皆様、あけましておめでとうございます。本年もよろしくお願いいたします。

年末に息子が、年始に娘がバラバラに帰省し、なんで時期を合わせないのか、みんなで花札ができないじゃないかと文句を言いつつ、それなりににぎやかな年末年始となりました。が、そこでライスボウルに行った娘から風邪をもらってしまったらしく、動きが取れなくなってしまいました。熱はないんだが、気管支と喉の痛み、倦怠感がひどく、いつまでも治らない。歳を取るっていやねえ・・と年明け早々からぼやいておりました。まだ、体調は完璧ではありませんが、年末から取り組んでいた分厚い一冊をなんとか読み終えたので、記録だけはしておこうと思います。

この本は、まず「女たちのテロル」で、次に「思い出袋」で取り上げられていた金子文子という女性について残されたあらゆる記録を集めたものである。自伝的手記に、逮捕後の尋問調書、公判準備調書、減刑のためと思われる精神鑑別書を拒絶する調書、公判出廷拒否状、書簡、獄中で詠んだ歌集などが収められている。大逆事件のどさくさで、そもそもが無実の彼女が捕らえられ、死刑判決後に恩赦で減刑され、転向を求められて拒絶し、獄中縊死するまでの道筋である。

80年以上前に23歳という若さで亡くなった彼女である。その幼少時代の想像を絶する苦難、自立して学校に通いながら強い意志を築き上げた過程が、手記には明快で強い文章で書かれている。無籍者として、私生児以下の扱いを受け、両親にも親戚にも冷たくあしらわれ、貶められ、食べるものもろくに与えられず、小学校にすら席をもらえなかったところから、一人で東京に出て働きながら学校に通い、主教や思想と出会いながら自分を確立していった23年間。ひどい状況にありながら、こんなにも聡明で鋭い文章を書いたのか、と絶句するほどである。

私はかねて人間の平等ということを深く考えております。人間は人間として平等であらねばなりませぬ。そこには馬鹿もなければ、利口もない。強者もなければ、弱者もない。地上における自然的存在たる人間の価値からいえば、全ての人間は完全に平等であり、したがってすべての人間は人間であるという、ただ一つの資格によって人間としての生活の権利を完全に、かつ平等に享受すべき筈のものであると信じております。
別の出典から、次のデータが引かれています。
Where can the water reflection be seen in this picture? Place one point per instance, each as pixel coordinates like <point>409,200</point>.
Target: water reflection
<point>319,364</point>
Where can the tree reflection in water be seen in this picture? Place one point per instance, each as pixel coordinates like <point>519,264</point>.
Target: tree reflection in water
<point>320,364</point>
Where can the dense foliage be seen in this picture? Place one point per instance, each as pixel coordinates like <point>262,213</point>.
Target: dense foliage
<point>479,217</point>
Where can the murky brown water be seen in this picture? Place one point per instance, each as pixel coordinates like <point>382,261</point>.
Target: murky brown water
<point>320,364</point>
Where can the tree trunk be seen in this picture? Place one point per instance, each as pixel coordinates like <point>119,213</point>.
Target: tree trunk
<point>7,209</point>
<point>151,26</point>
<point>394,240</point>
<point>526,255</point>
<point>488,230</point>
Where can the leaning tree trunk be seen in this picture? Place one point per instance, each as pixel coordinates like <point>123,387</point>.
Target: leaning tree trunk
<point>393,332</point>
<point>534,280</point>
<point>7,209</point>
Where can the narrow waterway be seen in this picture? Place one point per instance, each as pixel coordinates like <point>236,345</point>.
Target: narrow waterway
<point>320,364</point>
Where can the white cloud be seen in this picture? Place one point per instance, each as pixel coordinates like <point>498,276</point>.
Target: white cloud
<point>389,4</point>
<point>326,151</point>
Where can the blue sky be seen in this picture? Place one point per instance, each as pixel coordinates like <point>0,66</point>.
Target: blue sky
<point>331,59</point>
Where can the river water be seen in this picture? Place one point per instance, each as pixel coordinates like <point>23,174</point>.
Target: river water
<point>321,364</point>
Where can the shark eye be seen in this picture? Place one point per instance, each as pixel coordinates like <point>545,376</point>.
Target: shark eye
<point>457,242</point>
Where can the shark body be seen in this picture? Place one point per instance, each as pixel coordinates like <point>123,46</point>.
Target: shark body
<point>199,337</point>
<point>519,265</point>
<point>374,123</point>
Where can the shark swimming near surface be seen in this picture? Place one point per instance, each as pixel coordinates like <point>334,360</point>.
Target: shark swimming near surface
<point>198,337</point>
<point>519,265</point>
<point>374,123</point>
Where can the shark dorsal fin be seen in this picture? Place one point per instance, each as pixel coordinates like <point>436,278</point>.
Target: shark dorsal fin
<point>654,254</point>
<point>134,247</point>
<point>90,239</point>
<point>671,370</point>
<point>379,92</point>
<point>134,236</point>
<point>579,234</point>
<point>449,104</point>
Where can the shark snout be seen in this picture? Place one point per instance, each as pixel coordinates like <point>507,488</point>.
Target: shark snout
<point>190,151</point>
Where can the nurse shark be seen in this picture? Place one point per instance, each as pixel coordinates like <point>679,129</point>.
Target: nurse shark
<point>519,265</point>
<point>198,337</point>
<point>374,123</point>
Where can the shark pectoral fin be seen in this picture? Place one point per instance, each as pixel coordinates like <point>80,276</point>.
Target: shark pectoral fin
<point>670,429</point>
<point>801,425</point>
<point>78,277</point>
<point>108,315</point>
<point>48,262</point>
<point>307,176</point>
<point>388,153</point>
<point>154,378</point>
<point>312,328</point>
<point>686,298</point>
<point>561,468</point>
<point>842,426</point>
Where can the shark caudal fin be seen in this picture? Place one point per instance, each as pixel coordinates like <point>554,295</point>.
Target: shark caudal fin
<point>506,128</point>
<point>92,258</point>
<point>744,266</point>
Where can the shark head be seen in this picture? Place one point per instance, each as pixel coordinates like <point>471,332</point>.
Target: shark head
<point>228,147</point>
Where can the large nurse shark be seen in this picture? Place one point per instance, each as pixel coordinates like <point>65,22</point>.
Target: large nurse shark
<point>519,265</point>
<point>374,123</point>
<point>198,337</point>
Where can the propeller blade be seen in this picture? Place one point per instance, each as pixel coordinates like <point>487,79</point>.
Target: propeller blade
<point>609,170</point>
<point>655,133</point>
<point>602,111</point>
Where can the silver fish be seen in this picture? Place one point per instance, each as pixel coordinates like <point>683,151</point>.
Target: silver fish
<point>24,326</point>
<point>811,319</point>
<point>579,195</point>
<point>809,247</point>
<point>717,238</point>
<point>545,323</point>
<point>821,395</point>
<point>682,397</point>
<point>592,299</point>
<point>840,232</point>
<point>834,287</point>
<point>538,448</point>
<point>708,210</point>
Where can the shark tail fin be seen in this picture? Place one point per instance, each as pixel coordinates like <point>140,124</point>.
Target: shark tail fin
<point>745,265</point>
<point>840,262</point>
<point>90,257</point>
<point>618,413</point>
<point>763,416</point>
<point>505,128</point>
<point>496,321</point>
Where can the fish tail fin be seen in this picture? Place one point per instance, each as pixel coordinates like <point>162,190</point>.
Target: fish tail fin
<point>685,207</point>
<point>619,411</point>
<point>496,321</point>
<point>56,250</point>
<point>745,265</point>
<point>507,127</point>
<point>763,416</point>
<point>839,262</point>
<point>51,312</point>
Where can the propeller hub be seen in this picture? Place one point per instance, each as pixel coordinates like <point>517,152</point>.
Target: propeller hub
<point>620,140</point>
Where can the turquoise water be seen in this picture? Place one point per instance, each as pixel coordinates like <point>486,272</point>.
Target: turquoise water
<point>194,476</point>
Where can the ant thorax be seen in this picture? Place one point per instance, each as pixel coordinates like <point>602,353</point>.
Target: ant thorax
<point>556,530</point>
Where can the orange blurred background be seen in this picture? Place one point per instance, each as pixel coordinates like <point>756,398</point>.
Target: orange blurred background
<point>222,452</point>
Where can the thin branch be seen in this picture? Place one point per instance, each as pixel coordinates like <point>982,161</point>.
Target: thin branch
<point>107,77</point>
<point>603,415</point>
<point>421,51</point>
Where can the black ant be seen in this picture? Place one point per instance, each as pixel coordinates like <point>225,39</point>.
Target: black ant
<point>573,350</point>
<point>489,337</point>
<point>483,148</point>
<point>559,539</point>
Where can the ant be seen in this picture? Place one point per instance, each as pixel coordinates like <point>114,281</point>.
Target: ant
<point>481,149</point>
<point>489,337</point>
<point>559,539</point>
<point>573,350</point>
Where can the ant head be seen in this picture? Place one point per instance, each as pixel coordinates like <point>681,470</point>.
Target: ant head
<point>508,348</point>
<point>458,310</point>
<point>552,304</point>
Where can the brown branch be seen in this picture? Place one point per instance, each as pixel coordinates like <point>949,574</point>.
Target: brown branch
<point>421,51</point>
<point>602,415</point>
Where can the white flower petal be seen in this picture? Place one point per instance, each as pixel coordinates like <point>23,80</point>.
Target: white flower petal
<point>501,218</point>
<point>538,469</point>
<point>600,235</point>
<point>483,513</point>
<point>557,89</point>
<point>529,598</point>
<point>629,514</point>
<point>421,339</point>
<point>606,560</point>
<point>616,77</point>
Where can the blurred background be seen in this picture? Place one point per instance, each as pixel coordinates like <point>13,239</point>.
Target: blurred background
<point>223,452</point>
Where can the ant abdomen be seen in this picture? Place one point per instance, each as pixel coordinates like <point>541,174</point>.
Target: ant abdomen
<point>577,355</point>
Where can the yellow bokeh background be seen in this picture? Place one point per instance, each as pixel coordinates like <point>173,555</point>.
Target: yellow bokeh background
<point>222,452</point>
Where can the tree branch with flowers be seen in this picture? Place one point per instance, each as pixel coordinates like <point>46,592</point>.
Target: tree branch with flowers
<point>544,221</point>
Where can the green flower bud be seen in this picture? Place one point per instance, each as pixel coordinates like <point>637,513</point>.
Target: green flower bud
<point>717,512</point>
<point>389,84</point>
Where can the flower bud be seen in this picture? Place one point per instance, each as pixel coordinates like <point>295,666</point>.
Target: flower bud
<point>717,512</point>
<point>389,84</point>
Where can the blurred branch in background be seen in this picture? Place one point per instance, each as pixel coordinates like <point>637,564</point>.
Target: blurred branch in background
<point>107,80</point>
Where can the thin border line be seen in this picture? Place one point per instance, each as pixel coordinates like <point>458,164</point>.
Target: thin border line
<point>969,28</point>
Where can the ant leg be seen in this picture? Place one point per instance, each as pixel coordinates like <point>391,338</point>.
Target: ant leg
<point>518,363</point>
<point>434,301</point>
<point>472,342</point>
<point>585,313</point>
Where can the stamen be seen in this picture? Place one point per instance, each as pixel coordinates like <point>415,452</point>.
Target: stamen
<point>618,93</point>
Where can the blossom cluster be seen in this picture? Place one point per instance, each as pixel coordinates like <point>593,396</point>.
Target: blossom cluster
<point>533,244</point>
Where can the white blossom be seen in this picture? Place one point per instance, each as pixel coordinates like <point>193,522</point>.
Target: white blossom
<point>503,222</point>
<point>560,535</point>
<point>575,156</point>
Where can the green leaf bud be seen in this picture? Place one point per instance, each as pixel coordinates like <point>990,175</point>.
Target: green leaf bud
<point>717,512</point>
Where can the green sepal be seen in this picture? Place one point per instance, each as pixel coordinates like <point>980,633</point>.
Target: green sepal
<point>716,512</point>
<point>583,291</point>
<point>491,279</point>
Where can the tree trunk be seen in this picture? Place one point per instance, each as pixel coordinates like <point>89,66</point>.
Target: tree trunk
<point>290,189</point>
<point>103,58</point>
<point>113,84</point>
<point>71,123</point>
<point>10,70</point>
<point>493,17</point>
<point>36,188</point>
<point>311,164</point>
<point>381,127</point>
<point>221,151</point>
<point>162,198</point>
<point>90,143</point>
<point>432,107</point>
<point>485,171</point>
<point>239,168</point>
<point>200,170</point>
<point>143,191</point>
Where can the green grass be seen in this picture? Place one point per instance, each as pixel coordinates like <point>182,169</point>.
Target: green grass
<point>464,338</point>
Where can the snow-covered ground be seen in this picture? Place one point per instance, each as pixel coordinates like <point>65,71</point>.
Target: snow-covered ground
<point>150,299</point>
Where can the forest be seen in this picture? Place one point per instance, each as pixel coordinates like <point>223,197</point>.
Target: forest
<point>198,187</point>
          (引用は「金子文子わたしはわたし自身を生きる」より)

朝鮮に住む祖母のもとで下女同然にこき使われ、思い通りに動かなかったが故に食べ物も与えられず、死のうかと思っていた矢先に、近所の貧しい朝鮮人がそっとご飯を差し出してくれた、その経験から、彼女はこの考えに到達する。難しい思想書や学問に出会うこともなく、ただ、自分の経験から、こうした考えが生み出されたのである。

獄中で縊死したこととなってはいるが、いまだその真相は闇の中であり、転向を拒否したための拷問死である可能性も否めない。誰からも忘れられて若くしてひっそり死んでいった金子文子という女性がどんな人だったかを、亡くなって八十年以上経ってから、私が知る。そんな女性がいたのだということが、私の中に一つの灯火を与える。

脚光を浴びる生き方が素晴らしいのではない。自分の意志を持ち、自分を貫いた人生は、誰が認めようが認めまいが、忘れられようが、打ち捨てられようが、それ自体が美しい、とつくづく思う。